SEQ and QUAL are of different length message points to a different problem, and that could be an issue with a simulator rather than memory. It means that in one or more of your reads the length of sequence line is not the same as the length of the line with quality values. You can remove those reads with reformat.sh which is part of the BBtools package:

reformat.sh in=reads.fq out=fixed.fq tossbrokenreads

0
Entering edit mode

thanks for the quick response, but what confused me is that for the same data, bwa mem finished without error but minimap2 got such error, and bowtie2 still existed with the std::bad_alloc error, is this possible? Or I missed some configuration for the tools?

1
Entering edit mode

I have seen it before that some aligners quit when faced with unequal read and quality lengths, and others can just power through it.
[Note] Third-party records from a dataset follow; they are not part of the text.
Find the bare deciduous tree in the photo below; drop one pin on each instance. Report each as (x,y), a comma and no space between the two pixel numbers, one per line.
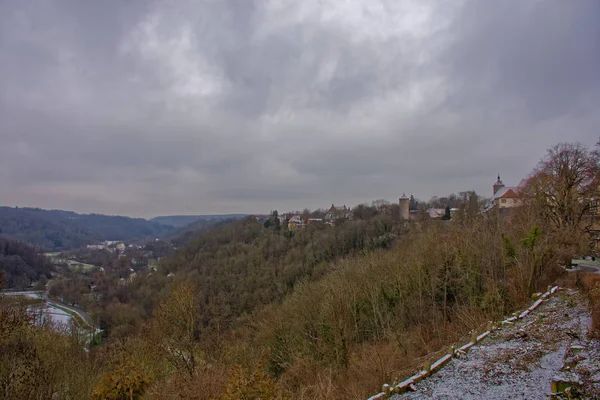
(564,184)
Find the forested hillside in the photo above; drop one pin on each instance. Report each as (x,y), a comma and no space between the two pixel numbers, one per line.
(239,268)
(256,310)
(22,264)
(180,221)
(55,230)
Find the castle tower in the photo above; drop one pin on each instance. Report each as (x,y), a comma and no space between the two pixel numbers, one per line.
(404,208)
(498,185)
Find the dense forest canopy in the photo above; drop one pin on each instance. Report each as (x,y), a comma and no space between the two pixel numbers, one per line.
(22,264)
(259,309)
(180,221)
(56,230)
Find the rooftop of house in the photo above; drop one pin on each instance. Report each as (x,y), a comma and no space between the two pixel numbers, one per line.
(507,192)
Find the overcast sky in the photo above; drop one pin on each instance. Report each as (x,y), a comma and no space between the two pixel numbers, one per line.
(147,108)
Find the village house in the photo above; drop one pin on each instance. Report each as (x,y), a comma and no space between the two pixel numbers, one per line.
(506,197)
(338,212)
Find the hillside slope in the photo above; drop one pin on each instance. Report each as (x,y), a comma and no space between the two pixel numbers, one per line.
(22,264)
(180,221)
(55,230)
(520,361)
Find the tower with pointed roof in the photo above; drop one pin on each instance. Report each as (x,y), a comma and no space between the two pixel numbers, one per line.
(404,207)
(498,185)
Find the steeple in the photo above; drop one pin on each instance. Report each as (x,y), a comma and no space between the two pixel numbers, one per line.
(498,185)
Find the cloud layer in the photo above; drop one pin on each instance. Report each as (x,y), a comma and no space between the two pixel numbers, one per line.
(147,108)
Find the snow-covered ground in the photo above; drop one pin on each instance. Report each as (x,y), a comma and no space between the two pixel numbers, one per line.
(519,360)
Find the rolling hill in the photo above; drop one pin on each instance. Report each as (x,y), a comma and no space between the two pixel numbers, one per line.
(56,230)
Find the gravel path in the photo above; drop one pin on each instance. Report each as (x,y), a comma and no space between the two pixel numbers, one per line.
(517,361)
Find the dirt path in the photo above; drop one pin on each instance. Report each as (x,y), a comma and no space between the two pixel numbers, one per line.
(520,360)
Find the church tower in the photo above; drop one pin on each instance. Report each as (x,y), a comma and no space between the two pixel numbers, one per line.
(498,185)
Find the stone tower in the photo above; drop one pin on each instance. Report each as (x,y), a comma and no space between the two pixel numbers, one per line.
(498,185)
(404,208)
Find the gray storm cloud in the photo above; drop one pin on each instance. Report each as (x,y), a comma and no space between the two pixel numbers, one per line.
(147,108)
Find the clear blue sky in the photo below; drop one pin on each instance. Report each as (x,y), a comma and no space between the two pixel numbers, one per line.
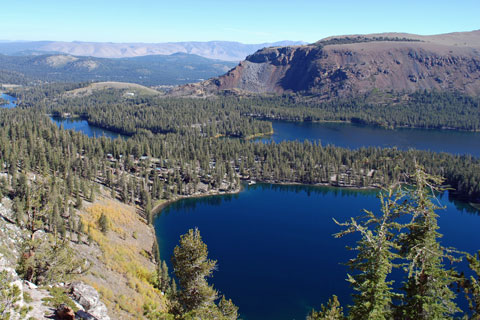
(246,21)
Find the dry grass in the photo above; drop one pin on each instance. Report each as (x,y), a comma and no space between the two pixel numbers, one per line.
(123,273)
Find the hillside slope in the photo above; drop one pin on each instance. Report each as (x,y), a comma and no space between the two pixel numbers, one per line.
(348,65)
(173,69)
(222,50)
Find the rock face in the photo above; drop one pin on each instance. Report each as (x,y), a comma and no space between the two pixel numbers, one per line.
(89,299)
(329,69)
(64,312)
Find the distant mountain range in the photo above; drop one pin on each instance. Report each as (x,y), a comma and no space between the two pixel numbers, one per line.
(221,50)
(355,64)
(175,69)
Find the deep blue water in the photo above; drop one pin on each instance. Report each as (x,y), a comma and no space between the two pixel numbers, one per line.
(276,254)
(356,136)
(84,127)
(10,99)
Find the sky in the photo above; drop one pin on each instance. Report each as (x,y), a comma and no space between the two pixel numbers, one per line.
(247,21)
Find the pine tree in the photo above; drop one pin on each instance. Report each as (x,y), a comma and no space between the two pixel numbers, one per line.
(472,285)
(228,309)
(374,261)
(103,223)
(427,289)
(332,311)
(192,267)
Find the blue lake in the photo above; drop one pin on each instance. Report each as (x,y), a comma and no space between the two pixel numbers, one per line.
(84,127)
(11,101)
(355,136)
(276,254)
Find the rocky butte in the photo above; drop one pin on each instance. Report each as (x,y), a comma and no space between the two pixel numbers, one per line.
(348,65)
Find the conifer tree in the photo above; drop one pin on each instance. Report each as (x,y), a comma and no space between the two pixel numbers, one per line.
(192,267)
(472,285)
(332,311)
(374,261)
(427,289)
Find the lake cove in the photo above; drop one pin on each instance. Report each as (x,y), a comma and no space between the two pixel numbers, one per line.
(276,255)
(83,126)
(356,136)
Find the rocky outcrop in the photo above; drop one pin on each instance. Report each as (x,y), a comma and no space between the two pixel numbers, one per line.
(89,299)
(330,69)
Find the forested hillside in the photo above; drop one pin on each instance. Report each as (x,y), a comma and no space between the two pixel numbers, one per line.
(179,68)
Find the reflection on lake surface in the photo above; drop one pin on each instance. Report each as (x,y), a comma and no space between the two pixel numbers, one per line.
(357,136)
(84,127)
(276,255)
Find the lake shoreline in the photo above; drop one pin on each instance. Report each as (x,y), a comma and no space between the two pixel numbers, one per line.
(362,123)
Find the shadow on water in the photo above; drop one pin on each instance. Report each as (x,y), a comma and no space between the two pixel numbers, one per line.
(276,254)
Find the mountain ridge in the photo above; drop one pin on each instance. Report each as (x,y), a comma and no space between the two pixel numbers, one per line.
(351,65)
(221,50)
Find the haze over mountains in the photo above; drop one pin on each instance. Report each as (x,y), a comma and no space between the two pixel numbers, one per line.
(221,50)
(351,65)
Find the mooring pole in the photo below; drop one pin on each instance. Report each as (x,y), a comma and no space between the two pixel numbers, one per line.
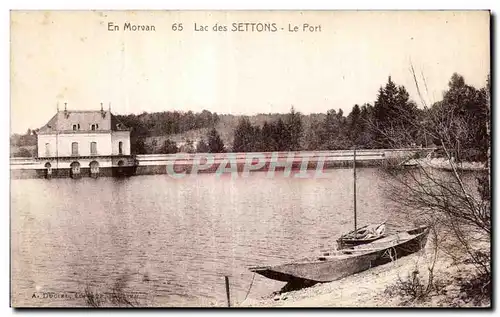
(354,172)
(227,291)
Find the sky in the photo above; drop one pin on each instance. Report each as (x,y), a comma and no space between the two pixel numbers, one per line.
(71,56)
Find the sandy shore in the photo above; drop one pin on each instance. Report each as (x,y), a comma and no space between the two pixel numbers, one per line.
(377,287)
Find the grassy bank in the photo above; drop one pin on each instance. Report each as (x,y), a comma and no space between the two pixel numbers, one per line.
(383,286)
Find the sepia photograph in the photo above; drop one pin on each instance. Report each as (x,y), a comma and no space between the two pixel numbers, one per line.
(250,159)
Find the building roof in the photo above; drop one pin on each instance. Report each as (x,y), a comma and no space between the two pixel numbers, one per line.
(83,120)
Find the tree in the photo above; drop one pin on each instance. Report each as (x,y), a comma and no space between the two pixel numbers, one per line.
(169,147)
(215,144)
(246,137)
(355,125)
(294,129)
(202,147)
(394,117)
(458,209)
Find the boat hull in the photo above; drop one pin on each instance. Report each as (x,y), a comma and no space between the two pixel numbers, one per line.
(344,263)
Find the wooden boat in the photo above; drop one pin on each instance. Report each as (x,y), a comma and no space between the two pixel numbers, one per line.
(337,264)
(363,235)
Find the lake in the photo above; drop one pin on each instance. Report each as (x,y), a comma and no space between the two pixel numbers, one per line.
(170,242)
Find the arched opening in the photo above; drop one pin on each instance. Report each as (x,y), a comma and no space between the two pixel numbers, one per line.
(94,168)
(47,149)
(48,170)
(93,148)
(74,148)
(75,169)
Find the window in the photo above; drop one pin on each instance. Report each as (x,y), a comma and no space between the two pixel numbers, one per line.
(47,149)
(93,148)
(74,148)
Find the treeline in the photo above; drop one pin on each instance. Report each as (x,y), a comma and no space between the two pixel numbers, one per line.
(391,121)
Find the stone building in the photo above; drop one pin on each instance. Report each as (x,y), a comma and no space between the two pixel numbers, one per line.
(84,143)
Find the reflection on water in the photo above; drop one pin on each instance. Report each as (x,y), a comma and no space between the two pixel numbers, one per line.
(172,241)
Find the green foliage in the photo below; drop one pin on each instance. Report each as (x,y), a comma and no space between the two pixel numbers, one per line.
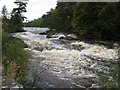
(89,21)
(96,21)
(14,58)
(113,79)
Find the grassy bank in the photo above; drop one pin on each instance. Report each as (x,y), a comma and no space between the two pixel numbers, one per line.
(14,58)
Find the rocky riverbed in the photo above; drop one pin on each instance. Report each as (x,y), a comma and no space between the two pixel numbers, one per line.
(60,63)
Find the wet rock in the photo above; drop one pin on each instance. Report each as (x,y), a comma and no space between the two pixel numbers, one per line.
(43,33)
(49,36)
(39,48)
(62,38)
(9,83)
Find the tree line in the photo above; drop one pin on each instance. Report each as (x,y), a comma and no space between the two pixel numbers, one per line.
(89,21)
(14,57)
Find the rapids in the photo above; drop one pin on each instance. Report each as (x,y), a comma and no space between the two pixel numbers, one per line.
(62,63)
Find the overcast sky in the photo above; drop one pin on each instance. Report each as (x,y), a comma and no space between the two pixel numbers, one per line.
(35,8)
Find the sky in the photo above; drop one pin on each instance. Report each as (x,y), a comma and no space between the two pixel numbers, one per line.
(35,8)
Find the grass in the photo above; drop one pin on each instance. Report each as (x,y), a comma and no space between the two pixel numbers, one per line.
(14,58)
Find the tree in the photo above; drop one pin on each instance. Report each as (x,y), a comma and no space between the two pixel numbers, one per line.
(5,20)
(16,16)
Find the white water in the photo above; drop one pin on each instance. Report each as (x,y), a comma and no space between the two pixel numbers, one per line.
(66,63)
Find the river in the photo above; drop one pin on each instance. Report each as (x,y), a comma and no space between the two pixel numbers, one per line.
(60,63)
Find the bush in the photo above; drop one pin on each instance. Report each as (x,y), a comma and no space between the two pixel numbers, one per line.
(14,58)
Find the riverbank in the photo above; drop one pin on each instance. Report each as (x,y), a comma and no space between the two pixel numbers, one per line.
(72,62)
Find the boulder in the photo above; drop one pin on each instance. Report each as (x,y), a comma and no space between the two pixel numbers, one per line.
(39,48)
(43,33)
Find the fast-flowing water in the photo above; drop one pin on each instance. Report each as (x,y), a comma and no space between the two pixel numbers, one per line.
(64,63)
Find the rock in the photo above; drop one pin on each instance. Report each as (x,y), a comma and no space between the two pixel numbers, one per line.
(43,33)
(62,38)
(39,48)
(48,36)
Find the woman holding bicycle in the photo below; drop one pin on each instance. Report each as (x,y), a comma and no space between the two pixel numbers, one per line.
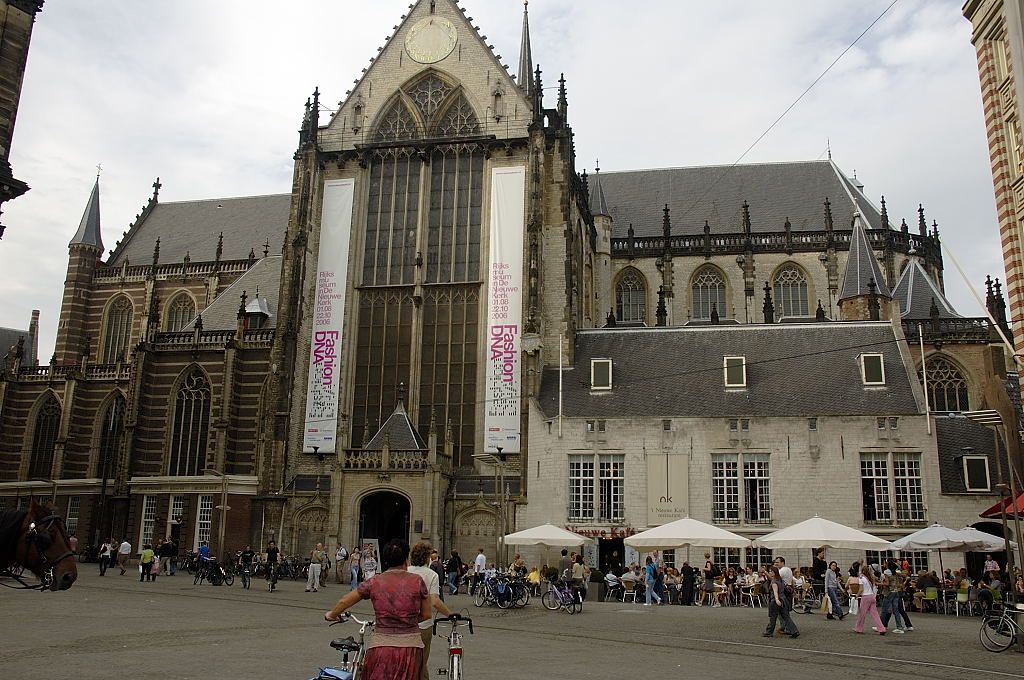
(400,602)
If you know there is a problem, I think it is always a good idea to fix it.

0
Entering edit mode

thanks, we run fastQValidator on the simulator data and found that there are a lot repeated sequenced identifier:

ERROR on Line 1967301: Repeated Sequence Identifier: ohlsaiv at Lines 1277469 and 1967301
ERROR on Line 1972921: Repeated Sequence Identifier: qjgbvmp at Lines 1467313 and 1972921
ERROR on Line 2035541: Repeated Sequence Identifier: xfvhukh at Lines 498093 and 2035541
ERROR on Line 2039105: Repeated Sequence Identifier: vpxmhxr at Lines 506781 and 2039105
ERROR on Line 2074373: Repeated Sequence Identifier: ejirkhj at Lines 797529 and 2074373
Finished processing refright.fasta with 501692704 lines containing 125423176 sequences.
There were a total of 974030 errors.
Returning: 1 : FASTQ_INVALID


but did not find any error related to unequal read and quality lengths, do you think the repeated sequenced identifier error is the reason to blow the memory? if so, how? Thanks!